John,
You could consider rentrez, which is a pretty low-level R library for the entrez API (which I wrote!).
In this case you would want to find links to other databases from your gene IDs, and then get the summary file for the refseq record:
library(rentrez)
links <- entrez_link(db = "all", ids = 353174, dbfrom = "gene")
names(links)
## [1] "gene_bioproject" "gene_biosystems_all"
## [3] "gene_cdd" "gene_dbvar"
## [5] "gene_genome" "gene_geoprofiles"
## [7] "gene_gtr" "gene_homologene"
## [9] "gene_nuccore" "gene_nuccore_mgc"
## [11] "gene_nuccore_pos" "gene_nuccore_refseqrna"
## [13] "gene_nucest" "gene_nucest_clust"
## [15] "gene_nucleotide" "gene_nucleotide_clust"
## [17] "gene_nucleotide_mgc" "gene_nucleotide_mgc_url"
## [19] "gene_nucleotide_pos" "gene_omim"
## [21] "gene_pcassay" "gene_pcassay_proteintarget"
## [23] "gene_pccompound" "gene_pcsubstance"
## [25] "gene_pmc" "gene_probe"
## [27] "gene_protein" "gene_protein_refseq"
## [29] "gene_pubmed" "gene_pubmed_citedinomim"
## [31] "gene_pubmed_rif" "gene_snp"
## [33] "gene_snp_genegenotype" "gene_taxonomy"

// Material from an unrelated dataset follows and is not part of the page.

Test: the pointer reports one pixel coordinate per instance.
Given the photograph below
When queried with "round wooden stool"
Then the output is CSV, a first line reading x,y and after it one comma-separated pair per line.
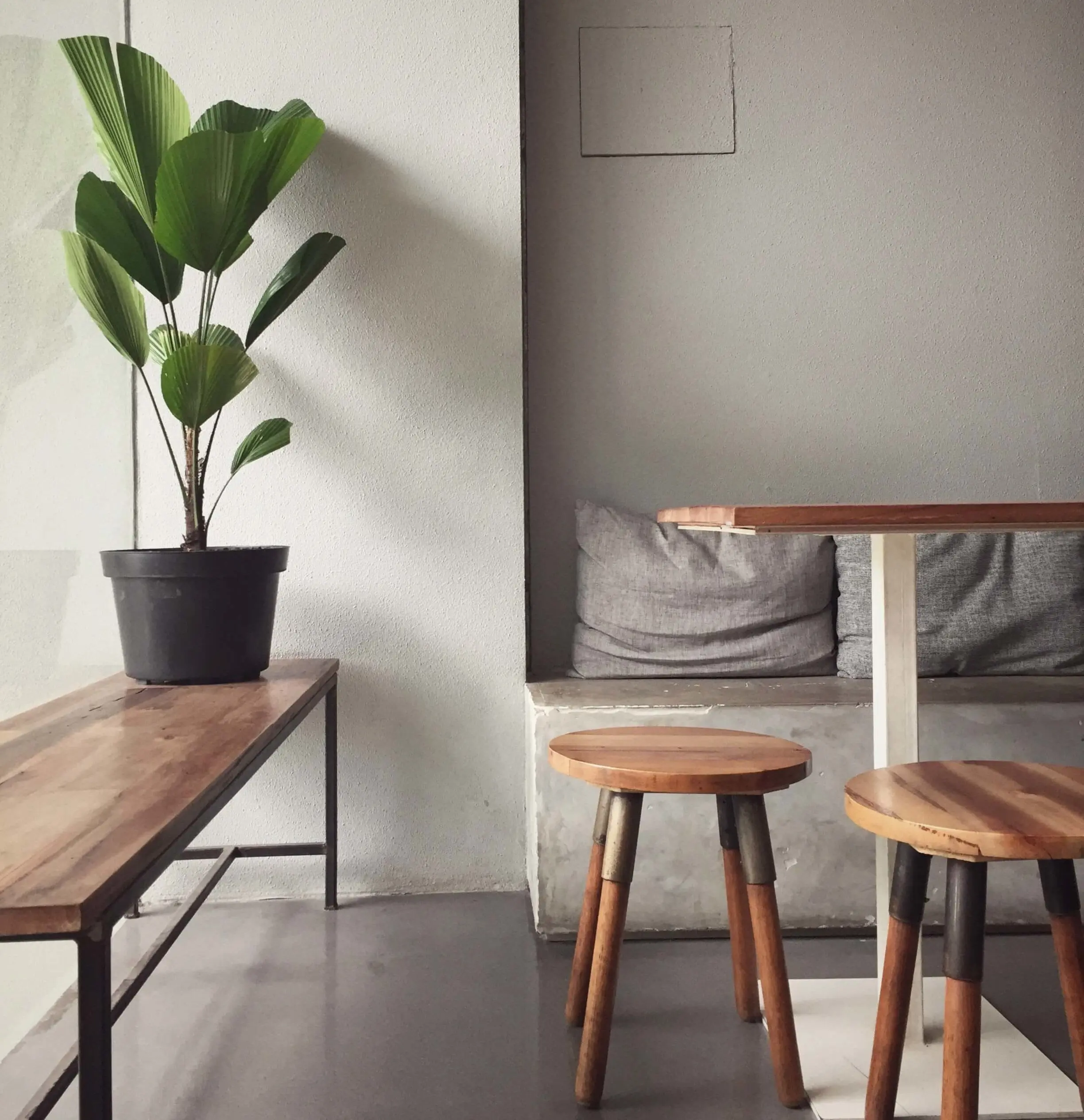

## [35] "gene_unigene" "gene_unists"
## [37] "file"
Once you have ID for the refseq record, you can fetch an (unparsed) XML file with
entrez_summary:
e_sum <- entrez_summary(db = "nuccore", id = links$gene_nuccore_refseqrna)
print(e_sum)
##
## http://www.ncbi.nlm.nih.gov/entrez/query/DTD/eSummary_041029.dtd">
## <eSummaryResult>
## <DocSum>
## <Id>206725455</Id>
## <Item Name="Caption" Type="String">NM_180990</Item>
## <Item Name="Title" Type="String">Homo sapiens zinc activated ligand-gated ion channel (ZACN), mRNA</Item>
## <Item Name="Extra" Type="String">gi|206725455|ref|NM_180990.3|[206725455]</Item>
## <Item Name="Gi" Type="Integer">206725455</Item>
## <Item Name="CreateDate" Type="String">2003/05/15</Item>
## <Item Name="UpdateDate" Type="String">2012/11/11</Item>
## <Item Name="Flags" Type="Integer">512</Item>
## <Item Name="TaxId" Type="Integer">9606</Item>
## <Item Name="Length" Type="Integer">1473</Item>
## <Item Name="Status" Type="String">live</Item>
## <Item Name="ReplacedBy" Type="String"/>
## <Item Name="Comment" Type="String"></Item>
## </DocSum>
## </eSummaryResult>
##
Presmusing this is the process you would go through, then wrapping it up in a function (and using Xpath to extract information from the XML) is straightforward:
get_entrez_length <- function(e_id) {
links <- entrez_link(db = "nuccore", ids = e_id, dbfrom = "gene")
summary_xml <- entrez_summary(db = "nuccore", id = links$gene_nuccore_refseqrna)
len <- xpathSApply(summary_xml, "//Item[@Name='Length']", xmlValue)
return(as.integer(len))
}
get_entrez_length(353174)
## [1] 1473
If you do use rentrez
and have any questions/suggestions/bugs let me know - still developing it so happy to make it more useful.